The Wrath of Hurricane Harvey on OPEC

While the sky clears over Houston, OPEC continues, and will for the foreseeable future, to suffer the persistent remaining damage of Hurricane Harvey. A point of reference? Harvey knocked over the largest refinery in the United States.

Perhaps the single most destructive feature of Hurricane Harvey was its extermination on refineries and pipelines. Compared to earlier this week, the damage is even worse as the deluge has shifted towards Motiva, which runs US’s largest refiner in Port Arthur.
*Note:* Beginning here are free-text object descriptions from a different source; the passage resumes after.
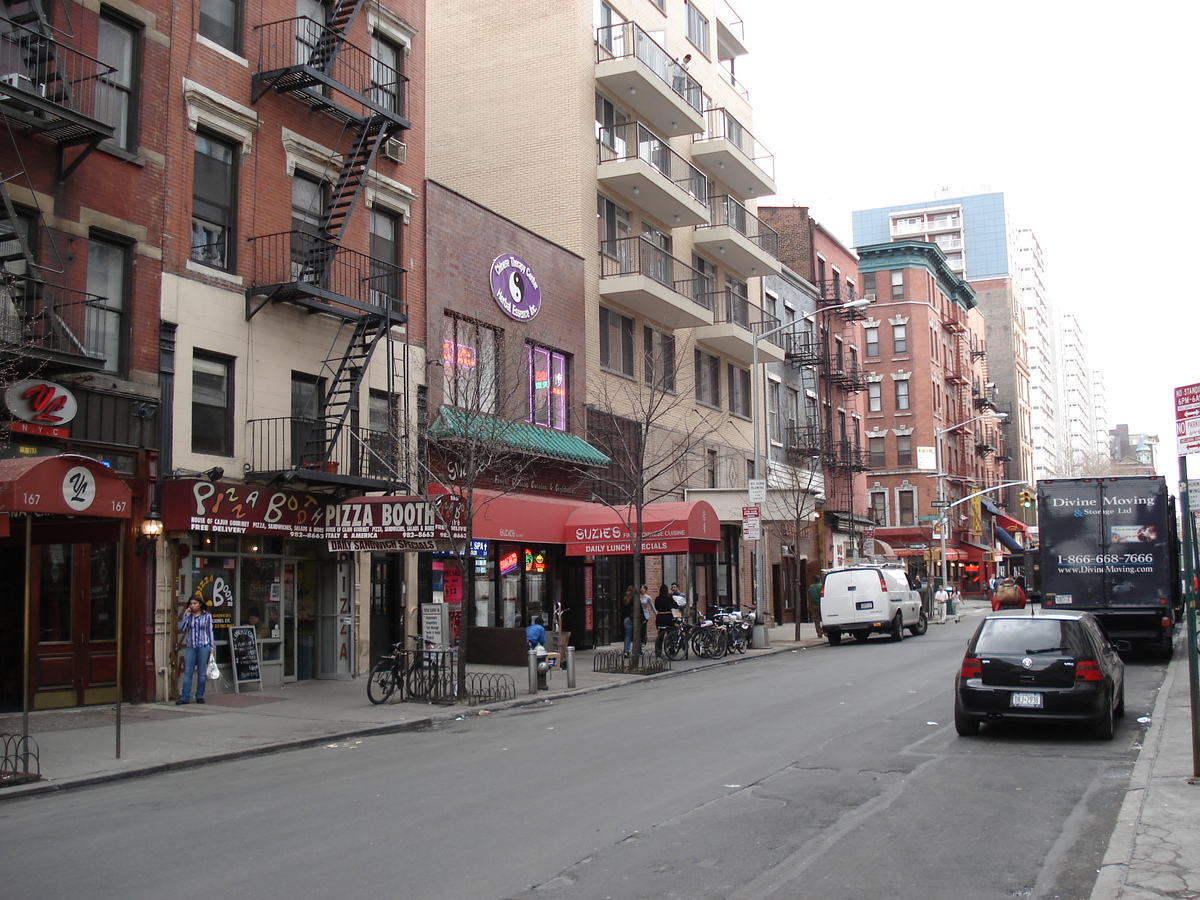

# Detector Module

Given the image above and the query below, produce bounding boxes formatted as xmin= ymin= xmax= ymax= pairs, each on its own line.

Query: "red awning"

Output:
xmin=565 ymin=500 xmax=720 ymax=556
xmin=0 ymin=455 xmax=132 ymax=518
xmin=893 ymin=547 xmax=965 ymax=560
xmin=994 ymin=512 xmax=1026 ymax=533
xmin=428 ymin=485 xmax=585 ymax=544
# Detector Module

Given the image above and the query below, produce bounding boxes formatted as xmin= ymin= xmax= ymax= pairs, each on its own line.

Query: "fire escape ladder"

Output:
xmin=302 ymin=314 xmax=386 ymax=465
xmin=321 ymin=114 xmax=388 ymax=245
xmin=305 ymin=0 xmax=364 ymax=74
xmin=11 ymin=2 xmax=74 ymax=110
xmin=0 ymin=176 xmax=39 ymax=276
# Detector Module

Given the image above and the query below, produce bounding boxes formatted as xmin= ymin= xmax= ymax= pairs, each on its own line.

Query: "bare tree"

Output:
xmin=582 ymin=333 xmax=726 ymax=664
xmin=758 ymin=449 xmax=825 ymax=638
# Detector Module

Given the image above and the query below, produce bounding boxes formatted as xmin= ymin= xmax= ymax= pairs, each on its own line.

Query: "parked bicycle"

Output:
xmin=367 ymin=635 xmax=445 ymax=704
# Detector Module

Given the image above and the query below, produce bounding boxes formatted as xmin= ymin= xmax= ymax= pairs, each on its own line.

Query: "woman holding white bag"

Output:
xmin=177 ymin=595 xmax=215 ymax=705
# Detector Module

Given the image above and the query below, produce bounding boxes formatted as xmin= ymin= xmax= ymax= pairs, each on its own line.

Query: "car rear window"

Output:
xmin=973 ymin=619 xmax=1077 ymax=656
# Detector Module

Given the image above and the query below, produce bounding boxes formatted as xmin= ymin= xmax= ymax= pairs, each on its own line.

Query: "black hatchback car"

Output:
xmin=954 ymin=611 xmax=1127 ymax=740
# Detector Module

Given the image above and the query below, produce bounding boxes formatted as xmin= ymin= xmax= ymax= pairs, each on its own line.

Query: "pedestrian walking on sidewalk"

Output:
xmin=177 ymin=595 xmax=214 ymax=705
xmin=653 ymin=584 xmax=678 ymax=655
xmin=934 ymin=586 xmax=949 ymax=624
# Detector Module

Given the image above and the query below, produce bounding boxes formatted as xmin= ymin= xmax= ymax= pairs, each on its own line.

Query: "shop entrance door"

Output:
xmin=317 ymin=560 xmax=353 ymax=678
xmin=31 ymin=542 xmax=120 ymax=709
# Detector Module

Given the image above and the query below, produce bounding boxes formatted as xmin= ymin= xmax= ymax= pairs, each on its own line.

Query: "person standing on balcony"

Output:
xmin=672 ymin=54 xmax=691 ymax=93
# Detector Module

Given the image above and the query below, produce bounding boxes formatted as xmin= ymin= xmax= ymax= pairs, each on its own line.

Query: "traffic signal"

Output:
xmin=1019 ymin=489 xmax=1033 ymax=509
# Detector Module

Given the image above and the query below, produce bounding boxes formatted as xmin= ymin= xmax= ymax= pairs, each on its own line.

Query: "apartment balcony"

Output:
xmin=0 ymin=20 xmax=116 ymax=176
xmin=245 ymin=417 xmax=403 ymax=492
xmin=598 ymin=236 xmax=713 ymax=329
xmin=691 ymin=109 xmax=776 ymax=199
xmin=693 ymin=290 xmax=784 ymax=365
xmin=694 ymin=195 xmax=781 ymax=278
xmin=597 ymin=124 xmax=709 ymax=227
xmin=826 ymin=360 xmax=868 ymax=392
xmin=252 ymin=18 xmax=410 ymax=131
xmin=244 ymin=232 xmax=407 ymax=323
xmin=595 ymin=22 xmax=705 ymax=136
xmin=826 ymin=439 xmax=870 ymax=472
xmin=0 ymin=273 xmax=107 ymax=374
xmin=715 ymin=1 xmax=750 ymax=60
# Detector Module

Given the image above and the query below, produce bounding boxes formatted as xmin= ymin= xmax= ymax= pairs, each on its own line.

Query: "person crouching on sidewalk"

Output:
xmin=177 ymin=595 xmax=214 ymax=705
On Wednesday, Motiva shut down its 600,000 bpd facility.

According to Goldman Sachs Group Inc. (NYSE:$GS), Motiva’s shut down equates to 3.9 million barrels lost per day. Additionally, the Corpus Christi, Houston, Lake Charles, Port Arthur and Beaumont ports have all closed down. This means that the ongoing recovery in production will be not only be partial, but also slow.

For instance, while other ports’ shut downs entailed controlled shut downs, Port Arthur suffered an inundation of water, meaning that the source of damage is difficult to trace. Based on statistics provided by past major Hurricanes Rita and Katrina, analysis speculates that around 10$ of the 4mb/day of refining capacity that has been hindered will remain offline for the incoming few months.

As for OPEC, without a substantial portion of U.S. refineries online, inline crude oil storage facilities in the U.S. could fill up once again. This will lead to a dip in demand, where OPEC will struggle to re-balance the market.

Ultimately, Hurricane Harvey’s destruction could be even more complicated than what we supposed and have seen so far. Storage might increase, refinery runs might bounce around, and production figures might edge up slowly — the trend lines that OPEC have become accustomed to will be all out of whack.

All in all, the severe damage to storage and processing facilities, pipelines, and ports will render a fast and calculated recovery almost impossible.